Mi sobrino Melvin nació en Nueva York, pero obra como un dominicano de pura sangre y afirma que siente la pasión de dominicano. Sueña con la ciudadanía de la tierra de donde están las raíces de sus ancestros: la República Dominicana, que le atrae más que Estados Unidos.

Melvin suspiró el 10 de junio de 1994 en Union Hospital, de El Bronx, pero le arropa la sensación de que fue en República Dominicana, en virtud de que abraza con más fervor sus símbolos patrios, y degusta con más deleite el arroz, las habichuelas, la carne, los pasteles en hojas y los pastelitos, y baila con más soltura el merengue y la bachata.

Identifica a simple vista a los oriundos por sus relatos fantásticos de cómo fueron criados, sus chistes, la jactancia que sienten por su origen y la gran cantidad de pequeños negocios que han instalado en esa urbe.

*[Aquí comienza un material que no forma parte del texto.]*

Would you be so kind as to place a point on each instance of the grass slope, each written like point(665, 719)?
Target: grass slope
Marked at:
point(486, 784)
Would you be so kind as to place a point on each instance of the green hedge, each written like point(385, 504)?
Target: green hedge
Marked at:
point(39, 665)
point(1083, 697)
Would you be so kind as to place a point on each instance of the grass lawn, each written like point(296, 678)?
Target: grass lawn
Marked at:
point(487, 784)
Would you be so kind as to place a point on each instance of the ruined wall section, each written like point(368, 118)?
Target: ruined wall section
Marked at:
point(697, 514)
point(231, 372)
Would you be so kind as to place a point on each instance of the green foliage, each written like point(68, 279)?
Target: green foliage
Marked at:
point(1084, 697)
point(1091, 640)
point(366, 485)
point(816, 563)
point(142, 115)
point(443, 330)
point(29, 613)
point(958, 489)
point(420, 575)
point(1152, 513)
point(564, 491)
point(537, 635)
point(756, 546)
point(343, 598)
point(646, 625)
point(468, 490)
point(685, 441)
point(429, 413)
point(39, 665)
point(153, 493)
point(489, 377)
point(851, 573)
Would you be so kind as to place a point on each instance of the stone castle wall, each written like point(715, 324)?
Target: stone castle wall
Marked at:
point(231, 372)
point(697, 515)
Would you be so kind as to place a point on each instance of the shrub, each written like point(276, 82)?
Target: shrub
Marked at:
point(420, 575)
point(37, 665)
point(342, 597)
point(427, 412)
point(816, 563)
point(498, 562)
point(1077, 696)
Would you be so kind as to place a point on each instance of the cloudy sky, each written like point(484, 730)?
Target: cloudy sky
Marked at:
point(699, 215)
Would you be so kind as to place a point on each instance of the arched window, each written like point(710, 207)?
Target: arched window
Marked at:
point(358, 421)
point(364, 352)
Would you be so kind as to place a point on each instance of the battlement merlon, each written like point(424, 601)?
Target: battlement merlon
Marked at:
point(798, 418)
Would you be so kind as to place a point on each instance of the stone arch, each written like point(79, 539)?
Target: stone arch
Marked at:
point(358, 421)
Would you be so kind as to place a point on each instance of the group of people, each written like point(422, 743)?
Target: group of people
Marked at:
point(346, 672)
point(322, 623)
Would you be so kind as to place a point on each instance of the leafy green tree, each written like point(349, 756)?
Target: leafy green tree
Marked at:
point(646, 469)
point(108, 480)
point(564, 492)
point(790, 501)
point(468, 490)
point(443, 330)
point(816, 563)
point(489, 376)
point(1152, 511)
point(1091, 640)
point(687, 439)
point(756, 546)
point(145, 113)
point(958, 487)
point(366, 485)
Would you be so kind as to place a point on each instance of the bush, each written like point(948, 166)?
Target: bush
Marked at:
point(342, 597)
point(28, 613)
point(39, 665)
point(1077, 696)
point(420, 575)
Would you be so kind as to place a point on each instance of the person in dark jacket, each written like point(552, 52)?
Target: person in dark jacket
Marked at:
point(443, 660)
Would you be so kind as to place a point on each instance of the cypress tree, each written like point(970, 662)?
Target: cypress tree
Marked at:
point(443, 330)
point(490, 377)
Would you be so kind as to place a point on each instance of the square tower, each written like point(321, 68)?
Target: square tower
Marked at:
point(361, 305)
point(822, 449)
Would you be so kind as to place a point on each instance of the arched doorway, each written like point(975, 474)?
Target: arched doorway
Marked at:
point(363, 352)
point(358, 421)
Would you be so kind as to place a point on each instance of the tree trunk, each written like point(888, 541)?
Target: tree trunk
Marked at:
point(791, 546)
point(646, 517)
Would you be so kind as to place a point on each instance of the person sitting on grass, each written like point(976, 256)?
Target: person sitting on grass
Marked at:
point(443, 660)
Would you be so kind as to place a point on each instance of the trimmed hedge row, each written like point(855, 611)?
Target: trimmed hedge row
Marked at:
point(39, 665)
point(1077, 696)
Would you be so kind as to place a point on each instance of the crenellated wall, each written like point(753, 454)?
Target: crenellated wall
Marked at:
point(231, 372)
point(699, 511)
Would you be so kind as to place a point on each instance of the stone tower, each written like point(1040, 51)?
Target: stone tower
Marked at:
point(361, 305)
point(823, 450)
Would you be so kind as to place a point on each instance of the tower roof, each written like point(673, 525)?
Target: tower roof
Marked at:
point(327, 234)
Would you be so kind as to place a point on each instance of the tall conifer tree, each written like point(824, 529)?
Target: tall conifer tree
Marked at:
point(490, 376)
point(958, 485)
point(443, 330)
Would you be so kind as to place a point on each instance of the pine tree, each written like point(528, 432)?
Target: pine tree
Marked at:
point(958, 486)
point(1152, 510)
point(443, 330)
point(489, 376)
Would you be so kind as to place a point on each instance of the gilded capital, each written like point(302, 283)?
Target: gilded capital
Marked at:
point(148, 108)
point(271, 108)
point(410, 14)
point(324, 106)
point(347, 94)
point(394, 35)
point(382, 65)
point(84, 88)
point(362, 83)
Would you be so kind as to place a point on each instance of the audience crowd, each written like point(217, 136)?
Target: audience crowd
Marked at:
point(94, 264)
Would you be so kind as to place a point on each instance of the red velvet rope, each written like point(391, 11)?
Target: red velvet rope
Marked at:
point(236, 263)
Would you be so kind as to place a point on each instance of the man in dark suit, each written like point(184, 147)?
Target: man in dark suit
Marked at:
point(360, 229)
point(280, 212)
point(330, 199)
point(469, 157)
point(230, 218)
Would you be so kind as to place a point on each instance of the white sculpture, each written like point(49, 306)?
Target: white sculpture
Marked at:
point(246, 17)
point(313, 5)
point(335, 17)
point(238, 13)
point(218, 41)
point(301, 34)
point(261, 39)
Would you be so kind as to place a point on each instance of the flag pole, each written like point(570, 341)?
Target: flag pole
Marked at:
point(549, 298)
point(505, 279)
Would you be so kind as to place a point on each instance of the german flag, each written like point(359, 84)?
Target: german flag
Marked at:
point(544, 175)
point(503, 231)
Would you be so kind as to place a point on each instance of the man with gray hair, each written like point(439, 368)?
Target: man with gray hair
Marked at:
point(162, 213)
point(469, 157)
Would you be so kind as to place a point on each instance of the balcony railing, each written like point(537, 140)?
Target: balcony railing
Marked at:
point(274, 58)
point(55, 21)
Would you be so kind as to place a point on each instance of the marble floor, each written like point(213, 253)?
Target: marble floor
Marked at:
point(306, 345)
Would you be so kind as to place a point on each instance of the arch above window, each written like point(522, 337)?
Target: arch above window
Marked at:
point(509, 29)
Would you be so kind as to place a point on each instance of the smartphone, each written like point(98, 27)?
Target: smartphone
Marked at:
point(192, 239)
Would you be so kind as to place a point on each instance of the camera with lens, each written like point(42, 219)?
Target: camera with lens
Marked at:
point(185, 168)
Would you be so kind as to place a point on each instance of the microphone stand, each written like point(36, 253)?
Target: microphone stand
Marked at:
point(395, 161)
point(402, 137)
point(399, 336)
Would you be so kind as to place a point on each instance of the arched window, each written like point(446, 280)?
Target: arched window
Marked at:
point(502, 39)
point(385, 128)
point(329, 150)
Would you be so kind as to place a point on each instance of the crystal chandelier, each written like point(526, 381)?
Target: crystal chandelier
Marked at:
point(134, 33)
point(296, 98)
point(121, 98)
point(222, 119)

Para el hijo menor de Rafael Martì y Miriam Lòpez, los artistas y peloteros dominicanos son los mejores y en las escuelas neoyorquinas se aprende más fácil con los maestros criollos, porque son más amenos.

Señala que en los bandereos y la graciosidad en las paradas de Manhattan y el Bronx se refresca imaginándose la candidez de la gente, las calles, playas y el clima, y en la Guardia Communitty College, donde se tituló en ciencias sociales y humanidades, entre los iguales promovía la cultura y valores dominicanos.

Para Melvin, la bandera es una energía dominicanista. Venera los símbolos patrios (la bandera, el escudo y el himno nacionales) y las figuras de los padres de la patria, Duarte, Sánchez y Mella, y hace un gran esfuerzo por practicar su ideario. Por esa razón le gustaría pertenecer al Instituto Duartiano en la urbe de residencia.

Melvin representa una muestra. Hijos de padres o madres nativos con extranjeros, nacidos en Estados Unidos, Europa y otros territorios, se definen, con altivez, como dominicanos, aunque nunca hayan venido a la República Dominicana.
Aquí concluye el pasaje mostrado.